山姥
- English title: The Mountain Crone
- Written by: Zeami Motokiyo
- Category: 5th — final
- Characters: shite Yamanba tsure a dancer called Hyakuma Yamanba waki her attendant wakizure attendants aikyōgen local man
- Place: Mount Agero, Echigo province
- Sources: Japanese folklore

= Yamanba (Noh play) =

Yamanba (山姥) is a frequently-performed Noh play of the fifth category attributed to Zeami Motokiyo. Its central character is the legendary mountain hag, Yama-uba.
==Plot==
A female dancer, called "Hyakuma Yamanba" because of her frequent performances of songs about the character, embarks on a pilgrimage to Zenkōji in Shinano Province, accompanied by her attendants.

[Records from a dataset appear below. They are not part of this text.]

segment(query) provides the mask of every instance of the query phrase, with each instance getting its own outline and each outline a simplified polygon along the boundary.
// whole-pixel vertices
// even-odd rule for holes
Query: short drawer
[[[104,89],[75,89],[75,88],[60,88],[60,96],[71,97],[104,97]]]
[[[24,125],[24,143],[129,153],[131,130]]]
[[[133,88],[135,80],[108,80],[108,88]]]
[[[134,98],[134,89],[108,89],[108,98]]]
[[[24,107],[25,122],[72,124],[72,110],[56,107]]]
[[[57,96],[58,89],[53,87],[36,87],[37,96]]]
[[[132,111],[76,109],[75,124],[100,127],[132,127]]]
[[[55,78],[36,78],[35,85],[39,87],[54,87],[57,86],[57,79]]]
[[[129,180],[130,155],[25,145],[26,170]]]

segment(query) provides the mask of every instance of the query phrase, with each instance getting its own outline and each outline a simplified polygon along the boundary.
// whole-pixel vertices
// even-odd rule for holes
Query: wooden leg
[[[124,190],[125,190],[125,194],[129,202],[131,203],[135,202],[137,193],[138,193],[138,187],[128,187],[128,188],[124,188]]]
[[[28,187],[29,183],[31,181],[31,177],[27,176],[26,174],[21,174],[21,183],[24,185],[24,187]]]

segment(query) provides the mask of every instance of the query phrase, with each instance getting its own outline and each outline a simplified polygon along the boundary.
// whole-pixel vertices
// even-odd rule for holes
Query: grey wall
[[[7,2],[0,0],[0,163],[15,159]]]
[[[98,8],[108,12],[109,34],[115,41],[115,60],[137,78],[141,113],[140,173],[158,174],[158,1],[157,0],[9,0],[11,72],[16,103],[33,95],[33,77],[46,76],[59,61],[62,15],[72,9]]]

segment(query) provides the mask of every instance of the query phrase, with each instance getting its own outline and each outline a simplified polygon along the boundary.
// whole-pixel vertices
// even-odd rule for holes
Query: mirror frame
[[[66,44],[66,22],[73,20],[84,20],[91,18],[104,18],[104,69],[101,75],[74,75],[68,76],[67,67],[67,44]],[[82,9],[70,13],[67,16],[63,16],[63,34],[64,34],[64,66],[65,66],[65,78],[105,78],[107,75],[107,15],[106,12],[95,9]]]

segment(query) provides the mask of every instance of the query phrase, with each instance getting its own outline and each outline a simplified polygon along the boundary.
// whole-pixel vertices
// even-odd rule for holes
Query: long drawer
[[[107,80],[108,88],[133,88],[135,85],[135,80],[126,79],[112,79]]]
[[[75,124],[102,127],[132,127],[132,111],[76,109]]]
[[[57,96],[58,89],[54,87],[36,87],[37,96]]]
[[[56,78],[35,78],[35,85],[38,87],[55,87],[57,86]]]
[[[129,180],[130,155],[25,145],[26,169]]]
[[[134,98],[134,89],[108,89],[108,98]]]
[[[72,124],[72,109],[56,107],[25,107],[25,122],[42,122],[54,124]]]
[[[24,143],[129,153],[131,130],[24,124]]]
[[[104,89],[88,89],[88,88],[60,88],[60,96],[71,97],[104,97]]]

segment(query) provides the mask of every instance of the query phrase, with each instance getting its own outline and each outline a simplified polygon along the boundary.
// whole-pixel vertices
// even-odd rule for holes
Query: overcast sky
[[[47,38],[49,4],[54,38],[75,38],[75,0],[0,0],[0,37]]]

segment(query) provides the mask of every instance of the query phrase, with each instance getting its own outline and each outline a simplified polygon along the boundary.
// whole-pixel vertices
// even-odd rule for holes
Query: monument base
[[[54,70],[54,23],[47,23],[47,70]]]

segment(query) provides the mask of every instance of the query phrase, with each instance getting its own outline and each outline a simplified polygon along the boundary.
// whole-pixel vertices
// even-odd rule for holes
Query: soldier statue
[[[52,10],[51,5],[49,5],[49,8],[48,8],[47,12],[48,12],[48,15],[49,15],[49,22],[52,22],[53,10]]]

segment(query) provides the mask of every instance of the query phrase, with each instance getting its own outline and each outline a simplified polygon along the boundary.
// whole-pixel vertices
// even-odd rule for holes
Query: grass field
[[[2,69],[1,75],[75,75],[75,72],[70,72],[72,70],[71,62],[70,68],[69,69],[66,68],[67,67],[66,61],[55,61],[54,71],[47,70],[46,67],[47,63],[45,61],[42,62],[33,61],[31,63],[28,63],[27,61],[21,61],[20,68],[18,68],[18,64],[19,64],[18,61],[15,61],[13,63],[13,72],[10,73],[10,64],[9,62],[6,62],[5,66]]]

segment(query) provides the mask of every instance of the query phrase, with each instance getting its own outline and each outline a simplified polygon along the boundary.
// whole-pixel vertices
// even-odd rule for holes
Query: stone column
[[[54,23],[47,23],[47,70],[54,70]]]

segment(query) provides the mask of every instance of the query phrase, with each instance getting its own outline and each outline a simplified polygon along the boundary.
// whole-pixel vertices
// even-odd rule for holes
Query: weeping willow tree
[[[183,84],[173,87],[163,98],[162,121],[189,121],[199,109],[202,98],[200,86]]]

While travelling north-east on the Koshi road, they arrive at the river boundary between Etchu Province and Echigo Province. The road beyond diverges in three directions, and they ask for directions from a local, who advises them that Agero Pass is far too steep for a litter, as it is "the path Amida himself takes as he descends to receive souls." The dancer decides that, as she is a pilgrim, it is fitting that she descend from her litter and proceed on foot, taking that very path.

They have not gone far when the sun sets unexpectedly, and they are offered lodgings by a mysterious old woman, who, after they accept, demands that the dancer perform the Yamanba song. The attendants are indignant, but become afraid when they realise she is a supernatural being.

Suddenly the darkness vanishes, and it is once again the middle of day. They meet the same local man, who tells them tall tales of the origin of Yama-uba. On his departure, the dancer dares not refuse Yama-uba's request — but it is the crone herself who performs the long dance which ends the play.